Illustration of missing out true samples. (a) Original images. (b) Zoomed areas. (c) Ground truth mattes. Estimated mattes by (d) Proposed method, (e) KL-Divergence sampling [18] (f) Comprehensive sampling [16] and (g) Global Sampling [14] (Color figure online)

In the zoomed area of doll girl image (first row), the true background colors of the gray pixels in the unknown region are far away from the them, thus the set of background samples by comprehensive and global sampling methods do no contain the gray colors. They wrongly estimate these pixels as foreground as shown in the first row of Fig. 6(f) and (g). The pumpkin image (second row) has a complex foreground and the distribution of the true foreground samples do not satisfy the spatial closeness assumption, thus are missed out in the foreground sample set collected by comprehensive and global sampling methods for some parts of the pumpkin. They are mistakenly estimated as background as shown in the second row of Fig. 6(f) and (g). KL-Divergence sampling select a sparse set of foreground and background samples which might also miss out true samples as shown in Fig. 6(e). The proposed method collects a relatively large and representative set of samples from all the known regions and selects a candidate set of samples for each unknown pixels based on both color and spatial statistics to solve the problem of missing out true samples. The visual comparison between ground truth mattes and estimated ones by proposed method is shown in Fig. 6(c) and (d), demonstrating that the sampling strategy proposed in this paper could well solve the missing out true samples problem.

5 Conclusions

A robust sampling-based image matting approach is proposed that applies a new sampling strategy to build a representative set of samples from known regions.
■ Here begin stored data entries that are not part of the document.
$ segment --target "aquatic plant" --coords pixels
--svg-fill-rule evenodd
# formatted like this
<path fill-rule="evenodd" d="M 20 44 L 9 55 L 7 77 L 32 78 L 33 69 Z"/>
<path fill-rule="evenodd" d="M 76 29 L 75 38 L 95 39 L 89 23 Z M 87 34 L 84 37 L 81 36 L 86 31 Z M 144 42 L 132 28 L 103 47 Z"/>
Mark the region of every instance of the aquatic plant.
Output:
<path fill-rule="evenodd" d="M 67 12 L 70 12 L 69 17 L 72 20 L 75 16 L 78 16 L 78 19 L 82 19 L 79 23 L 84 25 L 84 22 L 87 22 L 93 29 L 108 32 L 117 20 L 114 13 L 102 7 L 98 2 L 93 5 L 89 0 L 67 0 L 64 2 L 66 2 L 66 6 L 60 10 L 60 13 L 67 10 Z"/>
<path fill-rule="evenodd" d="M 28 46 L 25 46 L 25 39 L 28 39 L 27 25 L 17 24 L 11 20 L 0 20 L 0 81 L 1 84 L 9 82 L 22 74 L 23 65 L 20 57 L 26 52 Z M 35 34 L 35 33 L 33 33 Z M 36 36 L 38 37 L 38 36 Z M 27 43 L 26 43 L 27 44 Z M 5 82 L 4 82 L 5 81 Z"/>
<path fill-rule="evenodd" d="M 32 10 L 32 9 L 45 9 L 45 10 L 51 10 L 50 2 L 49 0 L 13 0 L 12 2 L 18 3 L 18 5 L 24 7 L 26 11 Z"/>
Rather than collecting samples according to spatial assumptions or selecting a uniform sample set for all unknown pixels, we select samples for each unknown pixel based on both color and spatial statistic to solve the problem of missing out true samples. Moreover, based on weighted sparse coding, we adopt a new objective function to generate alpha values from a bunch of candidate samples directly to remove the restriction of a single (F,B) pair in determining the alpha value. Finally, the quality of the estimated matte is refined using a local smooth priors. Experimental results show that the proposed method achieves more robust performance than state-of-the-art approaches evaluated on a benchmark dataset.